July was my biggest sales month this year. It also happened to be the month that I put the most intention into selling. I started cross-listing to Vinted, Mercari and Depop. I also had my first-ever Poshmark sale and started sending more personal messages.
Towards the end of the year, my intention dwindled. I started working two full-time jobs and was emotionally and mentally drained. I made the decision to step back from Poshmark and focus on my mental health. While it might have made my sales lower, I do not regret it one bit. As cliche as it is, it’s true that you can’t pour from an empty cup. Taking a break and getting a handle on my mental health was more important to me than sales. It’s as simple as that.
That’s a quick little synopsis of my year, but here are some action steps that worked for me. While it not have been my greatest selling year ever, I did learn some great strategies that I will be implementing in 2021. Here’s are my best tactics that I added to my Poshmark business in 2020.
This was a game-changer for my reselling business. In 2020, I started selling on Vinted, Mercari and Depop. While it took a little bit more time throughout my week, it paid off — literally. Once I got organized in my selling and set up all the pages, this actually didn’t take much more effort. If you already have a Poshmark page, all youneed to do is copy and paste your listings onto other websites.

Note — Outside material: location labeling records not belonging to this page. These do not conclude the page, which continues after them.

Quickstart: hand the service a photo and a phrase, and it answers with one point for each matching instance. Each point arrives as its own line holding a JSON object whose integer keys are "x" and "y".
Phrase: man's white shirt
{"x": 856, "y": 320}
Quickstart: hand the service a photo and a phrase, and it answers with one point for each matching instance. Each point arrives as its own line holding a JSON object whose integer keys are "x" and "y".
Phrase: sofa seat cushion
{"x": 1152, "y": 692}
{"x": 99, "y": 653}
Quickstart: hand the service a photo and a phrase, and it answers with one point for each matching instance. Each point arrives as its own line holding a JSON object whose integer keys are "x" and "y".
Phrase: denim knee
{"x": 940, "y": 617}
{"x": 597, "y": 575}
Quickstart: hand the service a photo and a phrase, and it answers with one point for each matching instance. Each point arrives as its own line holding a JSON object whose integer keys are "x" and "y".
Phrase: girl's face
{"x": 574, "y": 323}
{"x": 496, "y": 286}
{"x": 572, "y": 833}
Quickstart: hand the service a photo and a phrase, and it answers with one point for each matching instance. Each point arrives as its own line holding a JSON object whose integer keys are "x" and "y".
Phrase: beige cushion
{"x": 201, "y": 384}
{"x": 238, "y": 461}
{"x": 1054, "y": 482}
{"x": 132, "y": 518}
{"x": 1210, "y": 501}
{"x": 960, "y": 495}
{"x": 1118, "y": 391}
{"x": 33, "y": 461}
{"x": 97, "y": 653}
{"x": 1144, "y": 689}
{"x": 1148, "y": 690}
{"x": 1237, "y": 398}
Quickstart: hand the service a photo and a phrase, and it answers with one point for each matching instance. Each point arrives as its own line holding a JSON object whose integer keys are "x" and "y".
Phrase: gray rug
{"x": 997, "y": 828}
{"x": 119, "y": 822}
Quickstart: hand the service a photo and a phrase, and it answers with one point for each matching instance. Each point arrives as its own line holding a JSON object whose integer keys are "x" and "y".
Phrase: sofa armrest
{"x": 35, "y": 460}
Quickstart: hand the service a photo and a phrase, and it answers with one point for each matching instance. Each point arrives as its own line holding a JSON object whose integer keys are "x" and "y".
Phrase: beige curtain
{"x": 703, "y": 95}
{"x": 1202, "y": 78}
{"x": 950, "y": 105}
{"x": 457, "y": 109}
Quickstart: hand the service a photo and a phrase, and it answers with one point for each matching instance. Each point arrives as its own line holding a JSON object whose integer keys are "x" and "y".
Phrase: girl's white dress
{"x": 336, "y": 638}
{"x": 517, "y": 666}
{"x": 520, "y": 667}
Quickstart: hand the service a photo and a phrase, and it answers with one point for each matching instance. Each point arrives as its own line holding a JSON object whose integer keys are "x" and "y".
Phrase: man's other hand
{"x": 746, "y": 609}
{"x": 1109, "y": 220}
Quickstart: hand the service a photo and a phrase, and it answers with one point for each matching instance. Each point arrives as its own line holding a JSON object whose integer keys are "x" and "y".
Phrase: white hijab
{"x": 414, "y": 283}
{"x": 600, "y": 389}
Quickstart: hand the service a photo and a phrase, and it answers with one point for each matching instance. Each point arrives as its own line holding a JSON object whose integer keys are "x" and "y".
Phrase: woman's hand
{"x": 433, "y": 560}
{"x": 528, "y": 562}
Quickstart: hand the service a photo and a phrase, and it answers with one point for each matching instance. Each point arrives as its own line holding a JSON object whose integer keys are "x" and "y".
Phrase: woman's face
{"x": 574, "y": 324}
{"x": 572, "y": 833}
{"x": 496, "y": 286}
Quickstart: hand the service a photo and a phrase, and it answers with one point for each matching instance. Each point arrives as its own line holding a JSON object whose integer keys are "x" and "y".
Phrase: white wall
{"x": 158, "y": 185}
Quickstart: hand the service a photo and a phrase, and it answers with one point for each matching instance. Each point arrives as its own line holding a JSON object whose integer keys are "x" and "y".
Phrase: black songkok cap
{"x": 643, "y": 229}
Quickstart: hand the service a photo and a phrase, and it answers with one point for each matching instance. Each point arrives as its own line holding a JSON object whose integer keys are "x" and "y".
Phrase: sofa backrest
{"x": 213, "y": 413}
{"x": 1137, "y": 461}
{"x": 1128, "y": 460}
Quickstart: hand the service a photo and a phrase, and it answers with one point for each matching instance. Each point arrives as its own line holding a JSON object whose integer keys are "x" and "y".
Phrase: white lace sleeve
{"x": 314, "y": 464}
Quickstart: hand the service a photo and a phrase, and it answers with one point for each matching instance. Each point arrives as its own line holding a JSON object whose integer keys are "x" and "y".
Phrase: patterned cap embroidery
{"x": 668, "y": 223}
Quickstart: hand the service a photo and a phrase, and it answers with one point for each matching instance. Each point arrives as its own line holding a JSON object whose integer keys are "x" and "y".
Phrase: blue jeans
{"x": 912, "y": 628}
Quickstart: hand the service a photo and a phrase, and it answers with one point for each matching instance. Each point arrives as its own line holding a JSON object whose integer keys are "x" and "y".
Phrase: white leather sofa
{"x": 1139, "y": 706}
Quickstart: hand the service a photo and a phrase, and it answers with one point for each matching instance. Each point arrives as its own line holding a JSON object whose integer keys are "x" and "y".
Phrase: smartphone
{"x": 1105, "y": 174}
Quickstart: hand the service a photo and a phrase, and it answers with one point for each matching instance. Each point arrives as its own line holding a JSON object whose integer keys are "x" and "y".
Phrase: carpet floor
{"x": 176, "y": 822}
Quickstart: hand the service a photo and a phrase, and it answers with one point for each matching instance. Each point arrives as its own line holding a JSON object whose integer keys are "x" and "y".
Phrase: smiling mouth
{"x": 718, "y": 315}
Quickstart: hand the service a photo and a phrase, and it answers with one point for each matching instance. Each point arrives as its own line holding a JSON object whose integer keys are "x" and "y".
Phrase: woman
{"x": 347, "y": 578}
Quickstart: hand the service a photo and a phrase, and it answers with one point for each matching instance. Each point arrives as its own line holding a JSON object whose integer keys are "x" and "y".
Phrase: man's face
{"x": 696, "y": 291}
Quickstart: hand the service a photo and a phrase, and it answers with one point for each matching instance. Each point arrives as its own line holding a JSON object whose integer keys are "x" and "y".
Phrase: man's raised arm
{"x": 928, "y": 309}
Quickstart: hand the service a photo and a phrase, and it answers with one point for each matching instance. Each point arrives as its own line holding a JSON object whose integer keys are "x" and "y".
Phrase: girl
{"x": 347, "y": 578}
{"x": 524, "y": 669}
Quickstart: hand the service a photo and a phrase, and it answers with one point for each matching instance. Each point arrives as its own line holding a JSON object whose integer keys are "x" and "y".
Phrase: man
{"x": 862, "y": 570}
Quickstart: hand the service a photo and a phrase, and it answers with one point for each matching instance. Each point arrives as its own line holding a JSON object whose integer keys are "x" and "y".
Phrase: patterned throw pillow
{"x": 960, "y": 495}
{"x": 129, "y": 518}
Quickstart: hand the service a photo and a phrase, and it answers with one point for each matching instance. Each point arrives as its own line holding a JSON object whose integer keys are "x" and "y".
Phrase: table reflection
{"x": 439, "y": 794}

If you’re looking to make more money in 2021, start cross-listing.
2. Poshmark Sales
My first-ever Poshmark sale was a crazy success. It resulted in hundreds of dollars in sales and cleared out some space for new inventory. While I don’t suggest doing sales every week, I would highly recommend holding at least a few next year.
If you’re interested in holding your first sale or making your sale a little more successful, check out this post. It’s all about marketing your Poshmark sale. Because you can’t just expect people to magically know that you’re having a sale. While holding a successful sale does take some extra work, I promise it will pay off for you.
3. Sending Personal Messages
It’s no secret that communication is key when it comes to Poshmark. The more you interact, the more sales you will see. Sending personal messages to each and every person who liked something on my page was a game-changer. I’m not talking about offers to likers. I’m talking a personal bundle and message to every single liker.
I know, I know. It seems like a lot. But in all actuality, it really didn’t take that much more effort on my part. Once I had a system in place it was super easy. The majority of my sales come from personal messages to likers. It’s th one tactic that I will never stop using.
4. Setting Up Phone Shortcuts
Any way that you can save time in your Poshmark business is worth it. Trust me. This year I set up shortcuts in my phone so that I could more easily send messages to likers. This saved me SO much time and took about five minutes to set up. I have a message set up to send to likers and a message set for when I have a sale. It makes my life so much easier and makes sure that everyone is getting a well-thoughtout message each time.
5. Staying Organized with Spreadsheets
While all of the other strategies on this list made for better sales, I wouldn’t have any idea if they were working if I wasn’t organized. Keeping stats in my business is the single most important thing that I do. It shows me what’s working, what’s not and allows me to reflect each week, month and year. If you not doing this year, I highly suggest making yourself a Google Doc.
It was a hell of a year, as my Poshmark sales reflection shows. There were ups and there were downs, but being able to look back at them both and grow is what makes a successful seller. I can’t wait to see how my business grows in 2021, and I’m just as excited to see yours grow too!